Still, the story is set during the holidays with a final festive heist taking place in Gimbels department store on Christmas Eve, cleverly involving a crew of carol-singing Scouts. The film, helped along by a jaunty John Williams score, also has a freewheeling charm about it at times - this is a peak-era Dick Van Dyke film, after all. The big man is effortlessly suave, fooling around with a whole bunch of accents, even if half of them are just as bad as his dodgy Mary Poppins cockney chimney-sweep cadence.
It’s interesting that Fitzwilly’s helper Albert (John McGiver), an ex-clergyman, spends the whole film wracked with guilt about what they’ve been doing and then decides to take the rap for the whole heist as some sort of atonement. It bugs me that the film - a Christmas movie, no less - doesn’t carry any real sort of ‘crime doesn't pay’ message, making it all feel a bit off.
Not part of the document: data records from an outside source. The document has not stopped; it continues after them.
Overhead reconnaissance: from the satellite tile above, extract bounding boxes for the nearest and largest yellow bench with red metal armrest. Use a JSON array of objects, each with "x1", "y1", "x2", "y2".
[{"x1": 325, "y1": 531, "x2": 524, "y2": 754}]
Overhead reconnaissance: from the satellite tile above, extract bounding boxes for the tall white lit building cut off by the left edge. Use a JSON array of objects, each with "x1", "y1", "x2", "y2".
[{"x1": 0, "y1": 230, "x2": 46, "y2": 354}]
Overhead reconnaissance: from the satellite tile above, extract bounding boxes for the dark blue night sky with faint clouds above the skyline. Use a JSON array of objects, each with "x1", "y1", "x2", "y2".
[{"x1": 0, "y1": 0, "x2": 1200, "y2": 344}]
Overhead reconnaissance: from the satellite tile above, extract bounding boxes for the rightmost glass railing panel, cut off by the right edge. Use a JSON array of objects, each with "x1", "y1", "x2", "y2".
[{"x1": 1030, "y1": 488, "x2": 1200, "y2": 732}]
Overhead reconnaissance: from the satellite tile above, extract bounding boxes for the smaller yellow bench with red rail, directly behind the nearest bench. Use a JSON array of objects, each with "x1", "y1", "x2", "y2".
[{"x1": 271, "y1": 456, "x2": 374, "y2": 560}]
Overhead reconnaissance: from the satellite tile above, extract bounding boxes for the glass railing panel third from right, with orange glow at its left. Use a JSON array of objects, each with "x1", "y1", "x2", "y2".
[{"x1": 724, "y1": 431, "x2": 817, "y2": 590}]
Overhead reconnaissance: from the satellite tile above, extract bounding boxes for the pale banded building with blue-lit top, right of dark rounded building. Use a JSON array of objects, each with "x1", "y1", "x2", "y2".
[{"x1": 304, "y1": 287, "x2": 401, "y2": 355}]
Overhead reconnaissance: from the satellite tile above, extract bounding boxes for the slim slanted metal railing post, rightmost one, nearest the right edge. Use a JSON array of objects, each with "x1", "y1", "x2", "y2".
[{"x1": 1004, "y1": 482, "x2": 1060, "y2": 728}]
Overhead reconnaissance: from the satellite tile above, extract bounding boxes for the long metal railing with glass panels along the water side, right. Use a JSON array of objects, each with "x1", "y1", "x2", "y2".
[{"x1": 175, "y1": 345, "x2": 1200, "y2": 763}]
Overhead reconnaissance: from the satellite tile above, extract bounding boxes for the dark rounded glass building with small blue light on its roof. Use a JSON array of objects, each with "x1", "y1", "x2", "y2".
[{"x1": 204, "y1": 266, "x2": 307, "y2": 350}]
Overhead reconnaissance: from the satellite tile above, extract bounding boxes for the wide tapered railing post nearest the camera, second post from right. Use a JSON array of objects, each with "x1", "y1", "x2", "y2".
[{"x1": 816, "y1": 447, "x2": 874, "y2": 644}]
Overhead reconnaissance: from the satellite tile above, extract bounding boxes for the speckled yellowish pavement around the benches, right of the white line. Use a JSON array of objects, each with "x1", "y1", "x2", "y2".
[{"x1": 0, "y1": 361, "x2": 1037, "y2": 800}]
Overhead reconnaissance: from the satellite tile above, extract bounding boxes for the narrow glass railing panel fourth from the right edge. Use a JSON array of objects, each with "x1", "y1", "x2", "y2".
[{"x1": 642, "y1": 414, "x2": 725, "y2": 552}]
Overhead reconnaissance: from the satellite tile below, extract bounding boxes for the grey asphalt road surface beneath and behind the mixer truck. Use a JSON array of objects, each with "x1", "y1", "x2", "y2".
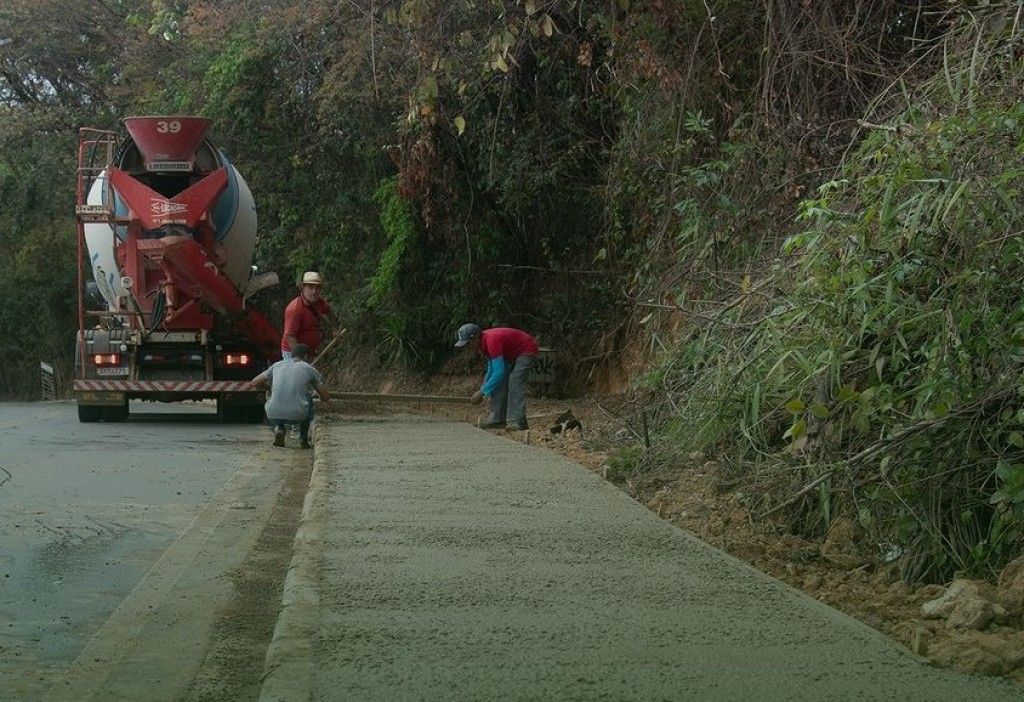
[{"x1": 0, "y1": 402, "x2": 300, "y2": 700}]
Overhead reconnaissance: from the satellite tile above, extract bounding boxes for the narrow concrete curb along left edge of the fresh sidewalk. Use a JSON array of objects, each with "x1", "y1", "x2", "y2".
[{"x1": 259, "y1": 425, "x2": 334, "y2": 702}]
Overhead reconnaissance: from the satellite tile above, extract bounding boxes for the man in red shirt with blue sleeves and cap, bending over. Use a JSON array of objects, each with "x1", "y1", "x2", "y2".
[{"x1": 455, "y1": 322, "x2": 539, "y2": 431}]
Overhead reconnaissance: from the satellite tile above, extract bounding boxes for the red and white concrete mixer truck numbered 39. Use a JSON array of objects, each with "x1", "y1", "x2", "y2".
[{"x1": 74, "y1": 116, "x2": 281, "y2": 422}]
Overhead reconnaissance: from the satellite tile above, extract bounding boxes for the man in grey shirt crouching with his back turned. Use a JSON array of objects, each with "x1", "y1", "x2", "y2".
[{"x1": 252, "y1": 344, "x2": 331, "y2": 448}]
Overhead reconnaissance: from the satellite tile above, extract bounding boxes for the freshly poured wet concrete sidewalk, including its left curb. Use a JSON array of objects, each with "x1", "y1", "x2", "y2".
[{"x1": 261, "y1": 419, "x2": 1022, "y2": 700}]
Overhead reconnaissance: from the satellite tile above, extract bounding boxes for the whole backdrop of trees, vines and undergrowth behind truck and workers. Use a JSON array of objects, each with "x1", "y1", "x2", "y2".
[{"x1": 0, "y1": 0, "x2": 1024, "y2": 579}]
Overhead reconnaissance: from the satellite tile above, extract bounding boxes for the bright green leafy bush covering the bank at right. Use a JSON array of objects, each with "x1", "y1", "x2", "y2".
[{"x1": 634, "y1": 10, "x2": 1024, "y2": 579}]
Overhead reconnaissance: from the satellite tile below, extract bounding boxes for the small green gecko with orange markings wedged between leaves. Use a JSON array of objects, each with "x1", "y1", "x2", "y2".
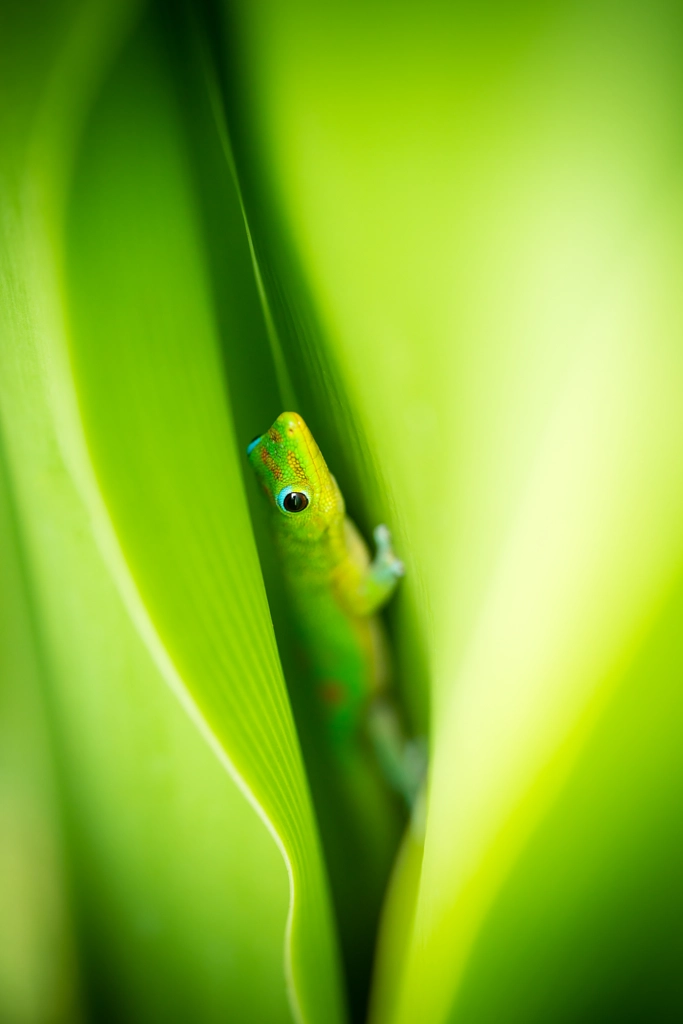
[{"x1": 247, "y1": 413, "x2": 424, "y2": 807}]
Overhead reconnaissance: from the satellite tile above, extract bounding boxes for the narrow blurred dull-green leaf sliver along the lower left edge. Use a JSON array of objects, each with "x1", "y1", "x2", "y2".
[{"x1": 0, "y1": 432, "x2": 80, "y2": 1024}]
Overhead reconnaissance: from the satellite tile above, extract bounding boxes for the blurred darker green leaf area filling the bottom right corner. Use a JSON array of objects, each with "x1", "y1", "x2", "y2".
[{"x1": 449, "y1": 583, "x2": 683, "y2": 1024}]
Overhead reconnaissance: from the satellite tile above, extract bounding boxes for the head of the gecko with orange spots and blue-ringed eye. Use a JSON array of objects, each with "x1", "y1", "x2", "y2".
[{"x1": 247, "y1": 413, "x2": 344, "y2": 537}]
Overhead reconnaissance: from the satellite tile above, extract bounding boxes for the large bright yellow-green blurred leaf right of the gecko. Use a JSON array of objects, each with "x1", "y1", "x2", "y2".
[{"x1": 226, "y1": 0, "x2": 683, "y2": 1024}]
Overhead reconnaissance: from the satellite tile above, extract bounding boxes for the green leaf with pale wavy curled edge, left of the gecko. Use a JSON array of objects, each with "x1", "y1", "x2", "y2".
[{"x1": 0, "y1": 4, "x2": 342, "y2": 1022}]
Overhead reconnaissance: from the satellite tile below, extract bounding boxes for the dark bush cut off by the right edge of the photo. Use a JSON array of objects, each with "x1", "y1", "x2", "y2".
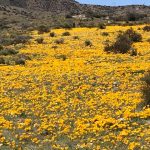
[{"x1": 142, "y1": 71, "x2": 150, "y2": 106}]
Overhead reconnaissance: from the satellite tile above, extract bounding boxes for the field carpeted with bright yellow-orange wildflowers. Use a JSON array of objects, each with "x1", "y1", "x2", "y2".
[{"x1": 0, "y1": 25, "x2": 150, "y2": 150}]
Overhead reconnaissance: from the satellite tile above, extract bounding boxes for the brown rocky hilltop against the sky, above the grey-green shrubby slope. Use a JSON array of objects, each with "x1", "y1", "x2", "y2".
[{"x1": 0, "y1": 0, "x2": 80, "y2": 12}]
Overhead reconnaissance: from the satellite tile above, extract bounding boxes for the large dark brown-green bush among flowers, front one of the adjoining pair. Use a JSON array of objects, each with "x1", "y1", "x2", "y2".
[{"x1": 104, "y1": 34, "x2": 132, "y2": 54}]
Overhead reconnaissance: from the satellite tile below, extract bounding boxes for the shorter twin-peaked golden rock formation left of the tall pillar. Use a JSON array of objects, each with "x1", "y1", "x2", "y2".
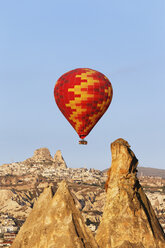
[{"x1": 11, "y1": 181, "x2": 98, "y2": 248}]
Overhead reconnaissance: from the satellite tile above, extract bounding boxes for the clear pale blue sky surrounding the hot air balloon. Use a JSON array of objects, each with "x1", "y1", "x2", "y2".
[{"x1": 0, "y1": 0, "x2": 165, "y2": 170}]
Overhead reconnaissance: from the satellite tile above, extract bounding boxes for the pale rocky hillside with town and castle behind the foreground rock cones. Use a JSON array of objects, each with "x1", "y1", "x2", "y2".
[{"x1": 0, "y1": 145, "x2": 165, "y2": 247}]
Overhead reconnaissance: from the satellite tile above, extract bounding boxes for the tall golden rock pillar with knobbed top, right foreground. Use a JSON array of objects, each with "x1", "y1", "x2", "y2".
[{"x1": 96, "y1": 139, "x2": 165, "y2": 248}]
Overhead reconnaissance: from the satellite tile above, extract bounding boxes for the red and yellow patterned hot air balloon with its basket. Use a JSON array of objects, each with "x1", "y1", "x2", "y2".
[{"x1": 54, "y1": 68, "x2": 113, "y2": 144}]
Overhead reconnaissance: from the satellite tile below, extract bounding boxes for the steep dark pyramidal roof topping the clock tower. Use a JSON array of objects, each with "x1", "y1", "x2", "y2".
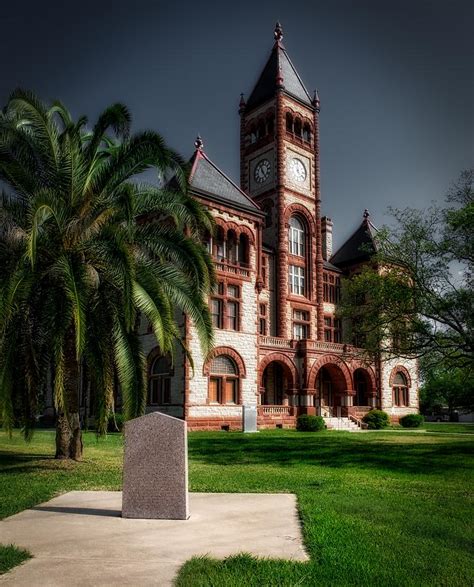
[{"x1": 246, "y1": 41, "x2": 313, "y2": 110}]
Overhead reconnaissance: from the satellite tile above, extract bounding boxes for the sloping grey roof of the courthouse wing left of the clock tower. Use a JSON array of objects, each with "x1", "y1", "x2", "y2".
[{"x1": 189, "y1": 149, "x2": 264, "y2": 216}]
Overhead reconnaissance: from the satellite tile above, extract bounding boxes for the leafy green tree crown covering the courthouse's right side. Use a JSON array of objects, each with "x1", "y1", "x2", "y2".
[{"x1": 340, "y1": 171, "x2": 474, "y2": 370}]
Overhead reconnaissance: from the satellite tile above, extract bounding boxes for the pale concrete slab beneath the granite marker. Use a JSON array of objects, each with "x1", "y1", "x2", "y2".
[{"x1": 0, "y1": 491, "x2": 308, "y2": 587}]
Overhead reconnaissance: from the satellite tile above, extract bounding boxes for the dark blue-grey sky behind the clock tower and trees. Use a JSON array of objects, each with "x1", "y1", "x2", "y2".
[{"x1": 0, "y1": 0, "x2": 474, "y2": 243}]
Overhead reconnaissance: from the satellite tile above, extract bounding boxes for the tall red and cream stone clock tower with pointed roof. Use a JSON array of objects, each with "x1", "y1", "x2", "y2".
[{"x1": 239, "y1": 23, "x2": 324, "y2": 340}]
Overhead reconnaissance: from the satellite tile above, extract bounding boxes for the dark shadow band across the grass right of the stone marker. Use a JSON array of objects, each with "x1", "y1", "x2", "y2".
[{"x1": 189, "y1": 432, "x2": 474, "y2": 475}]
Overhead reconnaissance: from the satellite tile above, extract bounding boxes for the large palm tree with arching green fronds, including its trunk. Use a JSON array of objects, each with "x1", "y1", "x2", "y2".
[{"x1": 0, "y1": 90, "x2": 214, "y2": 459}]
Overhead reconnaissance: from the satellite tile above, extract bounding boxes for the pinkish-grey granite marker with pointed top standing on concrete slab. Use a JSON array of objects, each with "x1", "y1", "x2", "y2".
[{"x1": 122, "y1": 412, "x2": 189, "y2": 520}]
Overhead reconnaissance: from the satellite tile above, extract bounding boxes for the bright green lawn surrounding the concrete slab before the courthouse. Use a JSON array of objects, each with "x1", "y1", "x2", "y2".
[{"x1": 0, "y1": 430, "x2": 474, "y2": 587}]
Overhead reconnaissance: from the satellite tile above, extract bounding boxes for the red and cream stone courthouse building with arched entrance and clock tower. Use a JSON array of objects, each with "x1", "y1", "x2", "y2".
[{"x1": 141, "y1": 25, "x2": 418, "y2": 430}]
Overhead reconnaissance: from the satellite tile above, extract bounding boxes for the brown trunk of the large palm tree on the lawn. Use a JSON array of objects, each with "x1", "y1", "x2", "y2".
[{"x1": 56, "y1": 328, "x2": 83, "y2": 461}]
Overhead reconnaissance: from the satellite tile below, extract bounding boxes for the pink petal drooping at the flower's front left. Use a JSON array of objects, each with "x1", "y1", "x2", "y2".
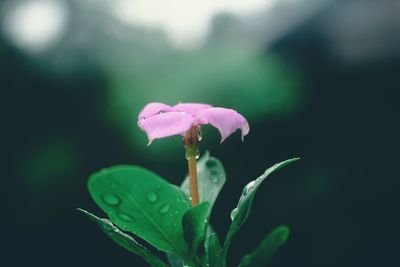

For a film like this, there is zero slapstick, which I find quite refreshing, though it does all end up feeling a little too dry. I find myself actually craving some crazy stunts, chases and pratfalls to liven things up a bit. All in all, Fitzwilly is strangely mundane, despite having a lot going for it.
I’ve been pleasantly surprised by the films I’ve encountered during my peak into the yuletide cinema of yesteryear. It’s too easy to forget that there have been scores of spellbinding, fascinating Christmas films made long before the age of what we now regard as blockbusters. From what I’ve seen, it’s as though cinema used to have a lot more imagination and executives were more willing to take a gamble on challenging concepts for Christmas films in days gone by. I’ve encountered films dealing with PTSD, marital breakdowns, even flipping cat people. I’ve seen Santa take on martians, cat burglars and even Beelzebub himself. As this month’s leg of my Christmas quest draws to a close, it makes me wish that modern yuletide flicks would make more of an effort to show this sort of daring, diversity and eclecticism.